Катон молчал. Он знал: все, что говорил Каратак насчет подручных царей, чистая правда. История формирования империи была полна рассказов о вождях, добровольно подчинившихся Риму; польстившись на предложенные им яркие побрякушки, они закрывали глаза на судьбу своих подданных. «Но с другой стороны, – думал Катон, – был ли у них иной выход? Если не становиться подвластным царем, то что? Тщетная попытка сопротивления и потом покой холодной могилы для царя и его подданных, которые свободу от Рима ценили выше самой жизни».
Катон решил, что обязан донести до вождя свое мнение, уговорить его прекратить бессмысленную резню, и так уже чуть не затопившую эти земли кровью.
– Сколько твоих армий уже было разбито Римом?
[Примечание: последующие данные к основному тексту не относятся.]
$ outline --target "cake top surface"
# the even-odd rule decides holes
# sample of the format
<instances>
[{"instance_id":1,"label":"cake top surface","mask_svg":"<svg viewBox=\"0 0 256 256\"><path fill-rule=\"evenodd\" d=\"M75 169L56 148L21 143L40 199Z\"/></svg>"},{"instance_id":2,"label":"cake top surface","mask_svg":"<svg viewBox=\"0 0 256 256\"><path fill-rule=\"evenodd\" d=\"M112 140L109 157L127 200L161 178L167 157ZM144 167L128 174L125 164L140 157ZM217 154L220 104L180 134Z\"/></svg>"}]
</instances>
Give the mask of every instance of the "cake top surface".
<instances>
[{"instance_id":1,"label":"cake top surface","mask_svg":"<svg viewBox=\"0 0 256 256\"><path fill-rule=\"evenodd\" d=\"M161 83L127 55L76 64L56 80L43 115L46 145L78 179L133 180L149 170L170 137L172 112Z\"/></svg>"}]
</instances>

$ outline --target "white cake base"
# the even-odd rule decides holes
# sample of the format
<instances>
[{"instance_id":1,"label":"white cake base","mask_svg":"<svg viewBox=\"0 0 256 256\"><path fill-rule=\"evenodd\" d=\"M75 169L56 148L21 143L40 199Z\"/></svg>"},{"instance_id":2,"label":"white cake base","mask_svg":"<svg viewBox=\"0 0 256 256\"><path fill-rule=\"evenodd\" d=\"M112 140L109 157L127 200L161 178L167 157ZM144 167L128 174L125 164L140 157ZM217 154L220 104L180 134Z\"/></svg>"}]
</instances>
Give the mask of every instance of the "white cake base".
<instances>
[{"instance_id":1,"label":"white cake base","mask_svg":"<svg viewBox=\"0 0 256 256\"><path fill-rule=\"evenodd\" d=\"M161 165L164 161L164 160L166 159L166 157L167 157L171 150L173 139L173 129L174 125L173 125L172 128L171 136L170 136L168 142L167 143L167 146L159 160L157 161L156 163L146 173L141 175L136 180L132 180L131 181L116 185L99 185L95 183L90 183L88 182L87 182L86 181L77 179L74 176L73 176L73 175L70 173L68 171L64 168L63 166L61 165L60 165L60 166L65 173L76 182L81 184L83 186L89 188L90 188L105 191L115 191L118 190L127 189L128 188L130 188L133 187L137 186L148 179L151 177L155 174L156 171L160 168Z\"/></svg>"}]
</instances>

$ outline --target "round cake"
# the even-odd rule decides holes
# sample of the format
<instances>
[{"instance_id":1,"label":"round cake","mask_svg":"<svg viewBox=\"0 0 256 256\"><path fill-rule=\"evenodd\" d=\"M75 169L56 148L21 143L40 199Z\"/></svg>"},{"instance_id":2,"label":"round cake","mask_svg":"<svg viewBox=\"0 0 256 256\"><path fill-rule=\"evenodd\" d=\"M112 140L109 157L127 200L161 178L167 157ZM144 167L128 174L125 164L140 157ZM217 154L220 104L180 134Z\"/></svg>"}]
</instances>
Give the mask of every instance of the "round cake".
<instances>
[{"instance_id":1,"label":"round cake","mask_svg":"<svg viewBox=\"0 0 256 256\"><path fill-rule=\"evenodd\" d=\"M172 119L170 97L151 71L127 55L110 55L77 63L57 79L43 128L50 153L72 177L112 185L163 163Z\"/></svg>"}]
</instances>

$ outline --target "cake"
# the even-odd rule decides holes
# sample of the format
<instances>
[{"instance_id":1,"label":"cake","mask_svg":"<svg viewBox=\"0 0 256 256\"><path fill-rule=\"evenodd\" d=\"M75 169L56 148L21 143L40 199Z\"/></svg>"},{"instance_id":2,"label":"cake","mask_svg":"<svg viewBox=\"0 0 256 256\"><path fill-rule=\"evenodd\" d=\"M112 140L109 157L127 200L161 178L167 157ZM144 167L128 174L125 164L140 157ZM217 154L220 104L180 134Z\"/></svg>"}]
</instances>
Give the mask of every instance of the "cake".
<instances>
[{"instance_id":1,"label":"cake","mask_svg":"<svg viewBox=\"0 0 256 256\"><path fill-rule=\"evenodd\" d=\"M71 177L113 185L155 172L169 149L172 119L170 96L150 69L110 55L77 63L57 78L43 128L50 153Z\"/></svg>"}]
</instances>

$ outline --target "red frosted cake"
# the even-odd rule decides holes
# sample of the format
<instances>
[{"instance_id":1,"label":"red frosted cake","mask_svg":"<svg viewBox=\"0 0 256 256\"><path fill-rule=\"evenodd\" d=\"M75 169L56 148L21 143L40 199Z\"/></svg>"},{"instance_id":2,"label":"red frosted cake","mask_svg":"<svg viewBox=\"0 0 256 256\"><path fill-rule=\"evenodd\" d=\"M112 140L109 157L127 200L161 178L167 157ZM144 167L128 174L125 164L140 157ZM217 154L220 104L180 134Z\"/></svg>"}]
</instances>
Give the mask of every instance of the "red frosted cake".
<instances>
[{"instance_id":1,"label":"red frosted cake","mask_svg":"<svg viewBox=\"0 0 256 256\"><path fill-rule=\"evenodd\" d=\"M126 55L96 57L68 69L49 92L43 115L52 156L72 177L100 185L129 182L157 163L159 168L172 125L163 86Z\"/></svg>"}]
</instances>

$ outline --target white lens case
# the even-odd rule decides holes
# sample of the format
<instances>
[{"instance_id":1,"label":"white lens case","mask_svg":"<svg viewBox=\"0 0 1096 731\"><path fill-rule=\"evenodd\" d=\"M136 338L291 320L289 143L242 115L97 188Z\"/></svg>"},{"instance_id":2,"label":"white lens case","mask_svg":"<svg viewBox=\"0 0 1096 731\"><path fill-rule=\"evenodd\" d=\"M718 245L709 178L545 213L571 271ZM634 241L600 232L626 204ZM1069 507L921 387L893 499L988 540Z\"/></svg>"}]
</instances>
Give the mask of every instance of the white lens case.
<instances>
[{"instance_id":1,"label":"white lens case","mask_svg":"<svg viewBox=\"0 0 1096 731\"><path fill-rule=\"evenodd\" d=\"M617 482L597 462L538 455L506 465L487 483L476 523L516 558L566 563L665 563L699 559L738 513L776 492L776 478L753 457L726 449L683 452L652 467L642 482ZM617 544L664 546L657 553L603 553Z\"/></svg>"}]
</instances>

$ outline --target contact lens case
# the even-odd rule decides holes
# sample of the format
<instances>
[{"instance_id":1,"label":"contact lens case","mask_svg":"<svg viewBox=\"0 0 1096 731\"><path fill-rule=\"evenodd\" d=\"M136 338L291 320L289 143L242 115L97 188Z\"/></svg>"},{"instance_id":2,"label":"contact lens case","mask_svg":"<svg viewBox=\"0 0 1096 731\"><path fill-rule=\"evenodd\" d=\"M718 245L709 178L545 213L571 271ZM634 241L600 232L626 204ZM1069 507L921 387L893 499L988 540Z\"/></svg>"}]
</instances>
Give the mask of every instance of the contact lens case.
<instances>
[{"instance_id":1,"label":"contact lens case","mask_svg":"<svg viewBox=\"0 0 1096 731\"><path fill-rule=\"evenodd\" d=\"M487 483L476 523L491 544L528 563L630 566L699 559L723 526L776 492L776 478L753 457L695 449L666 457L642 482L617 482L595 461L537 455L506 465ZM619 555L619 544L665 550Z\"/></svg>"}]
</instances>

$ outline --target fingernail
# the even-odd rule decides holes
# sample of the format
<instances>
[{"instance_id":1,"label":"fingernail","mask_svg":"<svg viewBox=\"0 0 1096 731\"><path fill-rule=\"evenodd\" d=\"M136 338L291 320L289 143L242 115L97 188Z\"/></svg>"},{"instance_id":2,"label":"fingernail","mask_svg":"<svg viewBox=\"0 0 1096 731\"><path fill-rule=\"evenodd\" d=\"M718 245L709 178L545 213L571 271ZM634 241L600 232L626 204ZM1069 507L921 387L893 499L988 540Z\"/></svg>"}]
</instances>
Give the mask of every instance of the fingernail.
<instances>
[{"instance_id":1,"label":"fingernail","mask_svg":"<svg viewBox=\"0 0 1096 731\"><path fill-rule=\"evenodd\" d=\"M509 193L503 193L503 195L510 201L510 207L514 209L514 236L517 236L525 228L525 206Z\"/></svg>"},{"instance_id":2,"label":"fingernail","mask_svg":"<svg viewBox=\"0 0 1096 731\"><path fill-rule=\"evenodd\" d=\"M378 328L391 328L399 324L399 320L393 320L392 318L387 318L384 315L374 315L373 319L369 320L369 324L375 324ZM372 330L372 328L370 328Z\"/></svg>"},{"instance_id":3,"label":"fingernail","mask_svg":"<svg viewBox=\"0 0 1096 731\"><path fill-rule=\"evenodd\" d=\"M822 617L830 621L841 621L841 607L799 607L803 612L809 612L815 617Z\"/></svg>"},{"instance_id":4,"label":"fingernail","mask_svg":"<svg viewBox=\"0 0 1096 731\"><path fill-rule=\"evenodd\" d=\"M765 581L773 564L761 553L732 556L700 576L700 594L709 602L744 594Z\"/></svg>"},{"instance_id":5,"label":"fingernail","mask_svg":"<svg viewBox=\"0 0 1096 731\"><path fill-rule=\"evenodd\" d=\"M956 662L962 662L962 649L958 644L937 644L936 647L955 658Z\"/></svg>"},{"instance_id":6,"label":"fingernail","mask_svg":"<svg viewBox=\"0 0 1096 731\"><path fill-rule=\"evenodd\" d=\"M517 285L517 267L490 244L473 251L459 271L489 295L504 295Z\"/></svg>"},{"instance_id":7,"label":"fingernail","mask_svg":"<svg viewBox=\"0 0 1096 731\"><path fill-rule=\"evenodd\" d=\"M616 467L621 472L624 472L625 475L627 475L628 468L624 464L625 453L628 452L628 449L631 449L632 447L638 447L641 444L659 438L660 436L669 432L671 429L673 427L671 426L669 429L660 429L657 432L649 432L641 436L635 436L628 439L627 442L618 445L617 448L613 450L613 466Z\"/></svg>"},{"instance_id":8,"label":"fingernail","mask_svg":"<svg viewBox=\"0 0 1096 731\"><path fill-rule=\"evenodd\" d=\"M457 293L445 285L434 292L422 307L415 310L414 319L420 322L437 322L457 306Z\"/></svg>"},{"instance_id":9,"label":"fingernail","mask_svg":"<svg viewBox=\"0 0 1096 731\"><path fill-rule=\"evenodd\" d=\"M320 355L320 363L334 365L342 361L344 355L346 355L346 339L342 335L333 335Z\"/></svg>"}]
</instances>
Сколько твоих людей уже погибло? Сколько крепостей и селений превратились в пепелища? Именно ради твоих людей ты должен добиваться мира. Ради них.
Каратак покачал головой, продолжая смотреть в огонь.
Долгое время оба молчали, и Катон понял, что они зашли в тупик. Над Каратаком довлел дух сопротивления. Груз традиций, воинский кодекс, впитанный им с молоком матери, неуклонно увлекали его все дальше по пути самоуничтожения. Однако, избрав этот путь для себя, вождь не осознавал, какими страданиями оборачивается его путь для других. Катон чувствовал, что упоминание о бессмысленных жертвах достигло цели, ибо, судя по всему, Каратак был наделен воображением и мог поставить себя на место другого. Признай он, что поражение неизбежно, выход из тупика мог бы быть найден.
Наконец Каратак поднял глаза и потер лицо.
– Центурион, я устал. Мне трудно думать. Мы поговорим в другой раз.
Он кликнул стражу, и в хижину, нырнув под низкий проем, явился тот самый человек, который привел центуриона из коровника. Отрывистым кивком вождь дал ему понять, что разговор с римлянином окончен, после чего Катона грубым рывком поставили на ноги и выпихнули в темноту. Он оглянулся и, прежде чем вход закрыл кожаный полог, успел бросить последний взгляд на вождя. Тот сидел, уронив голову на руки, и поза его выражала одиночество и отчаяние.